I really should just stop posting...

But I'm waiting for my boyfriend to get here. So what better way to occupy my time than getting suitably outraged over stupid stuff like Nintendo's latest attempt to cater to women.

Full disclosure: I'm not what one would normally consider a "gamer" (well, not with video games. I kick ass in D&D, however). I enjoy playing the occasional video game (Dead Rising was bad ass. And I really, really want to get a Wii so that I can play the Pirates of the Caribbean game. Sword fighting!) but for the most part my favorites are from back on the SNES. I don't care about graphics or even story lines all that much; I want something with high replay value that doesn't take 45 minutes just to learn which button makes you jump vs. super jump.

I also have a weakness for simulation and strategy games, but that's a whole other post.

But you want to know how you attract me, a border-line female gamer, to buy your system and games? Don't patronize me. Give me an engaging game that DOESN'T objectify my gender/sexual orientation/race (okay, not my race - Caucasian woman here). I can shoot aliens or zombies along with my guy friends - I just prefer to have a female avatar while I'm doing it. A female avatar that isn't Lara Croft.

And give me sim games. Nintendogs looks incredibly cute and fun (I had Catz on my computer in middle school). There's a cooking game that I wasted some time playing in Best Buy once. Puzzle games are always a hit.

Do not try to sell me a "video game" that doles out advice on "womanly manners."

Now creating a "game" that helps monitor actual health-related activities (hours of sleep, activity levels and water intake) could possibly be helpful to everyone. We all know about the obesity epidemic in this country (and how people are hoping that the increased activity required for the Wii, or games like Dance Dance Revolution will have an impact). I could definitely see a simple "game" being created and actually used by people to keep track of their daily activities. So many people keep their video game systems with them 24/7, this could be used to keep an electronic food journal, or calculate just how many calories were burned by taking the five flights of stairs up to class rather than hopping on the elevator.

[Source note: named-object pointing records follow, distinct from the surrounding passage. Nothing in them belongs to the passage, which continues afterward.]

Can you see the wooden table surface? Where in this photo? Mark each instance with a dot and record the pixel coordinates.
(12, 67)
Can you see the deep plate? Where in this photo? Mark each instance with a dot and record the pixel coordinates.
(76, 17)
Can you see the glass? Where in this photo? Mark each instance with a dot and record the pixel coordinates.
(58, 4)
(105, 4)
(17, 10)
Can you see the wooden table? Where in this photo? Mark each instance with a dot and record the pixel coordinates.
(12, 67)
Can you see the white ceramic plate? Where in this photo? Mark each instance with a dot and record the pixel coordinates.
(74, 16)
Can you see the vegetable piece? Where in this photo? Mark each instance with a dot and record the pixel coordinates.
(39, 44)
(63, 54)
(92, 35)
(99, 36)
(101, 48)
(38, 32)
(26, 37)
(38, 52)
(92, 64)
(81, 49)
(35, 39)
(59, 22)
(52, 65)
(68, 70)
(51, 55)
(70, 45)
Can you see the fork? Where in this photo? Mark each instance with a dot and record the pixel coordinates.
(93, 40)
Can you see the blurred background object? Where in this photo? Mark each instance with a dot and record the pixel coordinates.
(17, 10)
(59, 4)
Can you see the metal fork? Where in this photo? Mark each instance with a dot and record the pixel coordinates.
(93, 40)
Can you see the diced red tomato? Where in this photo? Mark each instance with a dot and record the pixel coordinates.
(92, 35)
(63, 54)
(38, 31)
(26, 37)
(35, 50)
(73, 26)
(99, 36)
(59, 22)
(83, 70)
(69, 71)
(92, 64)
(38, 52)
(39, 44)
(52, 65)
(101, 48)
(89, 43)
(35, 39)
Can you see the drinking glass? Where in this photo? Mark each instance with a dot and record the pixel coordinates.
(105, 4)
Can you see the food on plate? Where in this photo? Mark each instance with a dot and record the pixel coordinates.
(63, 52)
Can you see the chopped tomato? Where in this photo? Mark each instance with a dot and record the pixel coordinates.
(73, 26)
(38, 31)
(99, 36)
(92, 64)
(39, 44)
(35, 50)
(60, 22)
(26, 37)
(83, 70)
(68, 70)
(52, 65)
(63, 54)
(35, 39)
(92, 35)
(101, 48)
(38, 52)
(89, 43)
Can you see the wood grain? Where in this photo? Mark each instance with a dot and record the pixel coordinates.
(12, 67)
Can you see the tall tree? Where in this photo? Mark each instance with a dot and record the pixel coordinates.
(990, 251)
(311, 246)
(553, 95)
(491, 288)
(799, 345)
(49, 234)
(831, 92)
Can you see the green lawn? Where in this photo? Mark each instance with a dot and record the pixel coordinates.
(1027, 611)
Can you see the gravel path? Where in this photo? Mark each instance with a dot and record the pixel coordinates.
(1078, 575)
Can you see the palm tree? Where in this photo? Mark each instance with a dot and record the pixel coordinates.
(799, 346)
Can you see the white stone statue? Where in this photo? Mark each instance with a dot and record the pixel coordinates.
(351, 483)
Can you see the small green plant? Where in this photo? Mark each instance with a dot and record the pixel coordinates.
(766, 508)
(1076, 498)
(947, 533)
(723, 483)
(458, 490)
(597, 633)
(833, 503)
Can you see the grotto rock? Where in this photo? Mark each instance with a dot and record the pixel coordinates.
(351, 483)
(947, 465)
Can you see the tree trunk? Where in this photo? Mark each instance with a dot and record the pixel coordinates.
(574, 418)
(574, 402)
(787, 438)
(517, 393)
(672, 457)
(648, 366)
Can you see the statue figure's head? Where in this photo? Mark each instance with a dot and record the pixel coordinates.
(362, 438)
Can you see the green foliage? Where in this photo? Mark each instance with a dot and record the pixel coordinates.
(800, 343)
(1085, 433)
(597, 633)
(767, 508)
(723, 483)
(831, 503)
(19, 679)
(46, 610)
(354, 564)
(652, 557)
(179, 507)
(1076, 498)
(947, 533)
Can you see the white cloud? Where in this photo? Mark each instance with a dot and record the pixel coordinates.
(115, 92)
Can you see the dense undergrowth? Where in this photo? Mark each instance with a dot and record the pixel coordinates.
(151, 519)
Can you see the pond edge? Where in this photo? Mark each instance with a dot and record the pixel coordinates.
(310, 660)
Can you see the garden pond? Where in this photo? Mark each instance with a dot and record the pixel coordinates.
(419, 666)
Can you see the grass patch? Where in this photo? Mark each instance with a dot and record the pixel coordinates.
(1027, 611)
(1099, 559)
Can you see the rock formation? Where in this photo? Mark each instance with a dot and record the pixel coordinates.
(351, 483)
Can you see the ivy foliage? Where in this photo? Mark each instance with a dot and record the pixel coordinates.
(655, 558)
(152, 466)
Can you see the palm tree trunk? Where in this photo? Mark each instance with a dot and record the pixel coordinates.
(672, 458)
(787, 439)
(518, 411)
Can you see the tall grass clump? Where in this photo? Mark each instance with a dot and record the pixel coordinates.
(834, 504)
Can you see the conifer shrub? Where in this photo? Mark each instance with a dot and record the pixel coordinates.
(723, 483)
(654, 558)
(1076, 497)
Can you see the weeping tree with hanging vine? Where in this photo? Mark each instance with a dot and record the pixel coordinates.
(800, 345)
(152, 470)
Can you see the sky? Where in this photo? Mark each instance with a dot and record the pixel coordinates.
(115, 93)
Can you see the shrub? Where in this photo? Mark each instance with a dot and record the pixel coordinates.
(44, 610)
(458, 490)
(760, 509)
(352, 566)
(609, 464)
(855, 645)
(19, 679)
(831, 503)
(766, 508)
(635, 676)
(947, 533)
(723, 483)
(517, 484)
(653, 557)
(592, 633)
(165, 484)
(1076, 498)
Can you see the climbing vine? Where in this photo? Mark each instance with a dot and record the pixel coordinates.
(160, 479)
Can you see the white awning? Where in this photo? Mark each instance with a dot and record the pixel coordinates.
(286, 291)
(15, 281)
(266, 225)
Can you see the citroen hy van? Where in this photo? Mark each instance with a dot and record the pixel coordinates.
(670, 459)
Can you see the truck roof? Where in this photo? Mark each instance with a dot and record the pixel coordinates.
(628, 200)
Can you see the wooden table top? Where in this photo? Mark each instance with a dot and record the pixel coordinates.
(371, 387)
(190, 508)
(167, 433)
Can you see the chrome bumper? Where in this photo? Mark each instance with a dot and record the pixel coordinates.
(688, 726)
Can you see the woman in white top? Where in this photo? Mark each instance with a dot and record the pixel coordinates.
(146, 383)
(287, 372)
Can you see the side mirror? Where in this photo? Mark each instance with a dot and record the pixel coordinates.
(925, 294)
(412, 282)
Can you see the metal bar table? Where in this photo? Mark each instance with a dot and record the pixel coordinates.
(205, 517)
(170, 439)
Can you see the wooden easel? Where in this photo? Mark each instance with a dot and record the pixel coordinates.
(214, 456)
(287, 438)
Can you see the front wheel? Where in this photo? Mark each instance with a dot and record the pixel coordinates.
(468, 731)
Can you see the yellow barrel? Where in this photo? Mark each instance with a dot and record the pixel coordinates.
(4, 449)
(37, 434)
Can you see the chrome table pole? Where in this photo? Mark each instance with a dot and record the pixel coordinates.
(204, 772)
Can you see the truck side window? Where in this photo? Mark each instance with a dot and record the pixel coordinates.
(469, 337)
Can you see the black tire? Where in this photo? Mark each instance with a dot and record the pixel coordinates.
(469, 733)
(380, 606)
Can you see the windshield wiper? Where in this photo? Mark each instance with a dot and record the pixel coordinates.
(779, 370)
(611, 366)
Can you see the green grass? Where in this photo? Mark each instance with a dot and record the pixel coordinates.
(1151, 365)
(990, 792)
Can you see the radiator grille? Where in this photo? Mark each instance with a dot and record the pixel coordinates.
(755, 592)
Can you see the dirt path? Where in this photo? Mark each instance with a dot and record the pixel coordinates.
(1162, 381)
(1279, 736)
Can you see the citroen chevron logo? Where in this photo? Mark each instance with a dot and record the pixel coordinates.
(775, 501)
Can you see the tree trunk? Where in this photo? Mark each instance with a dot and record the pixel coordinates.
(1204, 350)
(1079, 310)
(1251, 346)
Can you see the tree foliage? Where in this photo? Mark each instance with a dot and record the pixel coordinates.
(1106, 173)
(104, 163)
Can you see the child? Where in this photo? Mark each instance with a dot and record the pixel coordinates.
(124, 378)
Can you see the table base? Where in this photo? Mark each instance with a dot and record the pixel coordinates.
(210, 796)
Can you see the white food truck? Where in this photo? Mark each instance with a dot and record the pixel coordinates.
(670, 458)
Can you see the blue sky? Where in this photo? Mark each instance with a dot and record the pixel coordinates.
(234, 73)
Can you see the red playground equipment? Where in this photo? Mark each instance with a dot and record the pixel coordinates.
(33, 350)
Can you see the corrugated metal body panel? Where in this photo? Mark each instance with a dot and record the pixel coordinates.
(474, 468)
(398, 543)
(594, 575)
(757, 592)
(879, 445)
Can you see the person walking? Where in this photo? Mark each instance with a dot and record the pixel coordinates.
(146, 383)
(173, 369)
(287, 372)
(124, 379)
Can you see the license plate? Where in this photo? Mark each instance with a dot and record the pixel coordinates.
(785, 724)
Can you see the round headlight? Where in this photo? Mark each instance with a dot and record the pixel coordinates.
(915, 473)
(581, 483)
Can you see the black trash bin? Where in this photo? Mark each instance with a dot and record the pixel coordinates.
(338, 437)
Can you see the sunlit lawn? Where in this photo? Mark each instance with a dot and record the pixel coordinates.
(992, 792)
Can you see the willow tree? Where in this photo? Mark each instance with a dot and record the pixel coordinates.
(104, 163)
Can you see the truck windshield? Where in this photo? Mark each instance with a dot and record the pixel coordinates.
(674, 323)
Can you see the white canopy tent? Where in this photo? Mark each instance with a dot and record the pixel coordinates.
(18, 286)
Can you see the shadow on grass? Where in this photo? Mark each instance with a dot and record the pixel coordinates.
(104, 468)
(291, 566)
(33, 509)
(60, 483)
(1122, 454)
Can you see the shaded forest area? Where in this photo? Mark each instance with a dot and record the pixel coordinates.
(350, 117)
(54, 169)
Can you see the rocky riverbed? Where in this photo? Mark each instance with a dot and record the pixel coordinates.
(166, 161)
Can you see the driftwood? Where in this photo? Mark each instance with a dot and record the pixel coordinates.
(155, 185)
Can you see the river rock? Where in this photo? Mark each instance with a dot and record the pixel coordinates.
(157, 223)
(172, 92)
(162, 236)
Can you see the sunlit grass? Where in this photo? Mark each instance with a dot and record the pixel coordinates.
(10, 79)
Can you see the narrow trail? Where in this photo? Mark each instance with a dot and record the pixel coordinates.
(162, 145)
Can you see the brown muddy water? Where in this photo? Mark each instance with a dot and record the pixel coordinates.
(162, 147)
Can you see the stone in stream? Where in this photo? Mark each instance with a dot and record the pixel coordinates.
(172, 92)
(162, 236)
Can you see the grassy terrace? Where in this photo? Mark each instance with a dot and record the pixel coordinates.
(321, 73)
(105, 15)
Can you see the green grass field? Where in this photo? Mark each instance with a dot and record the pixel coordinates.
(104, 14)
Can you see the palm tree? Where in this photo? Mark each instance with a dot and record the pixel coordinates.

Let's hope that this particular game doesn't make the jump from Japan to the US. We have enough body issues without a video game telling us to eat more ginger.

Without Breasts There Is No Paradise

Seriously. That's apparently the name of a new show on NBC this fall.

From the article:
The series is about a 17-year-old call girl who worries that her flat chest will consign her to a life of poverty.

...

I have to admit, that when I first heard about Ugly Betty, I wasn't too excited. I haven't actually watched any of it, but it appears that my fears were unfounded and it is a surprisingly positive show.

From what I've read about the original Columbian version, there is no way to put a positive spin on this. 17 years old, a prostitute for drug traffickers, AND obsessed with getting breast implants. Oh, and according to the Wikipedia article, she actually gets the implants, becomes "disillusioned" and then kills herself.

What a message to young people everywhere.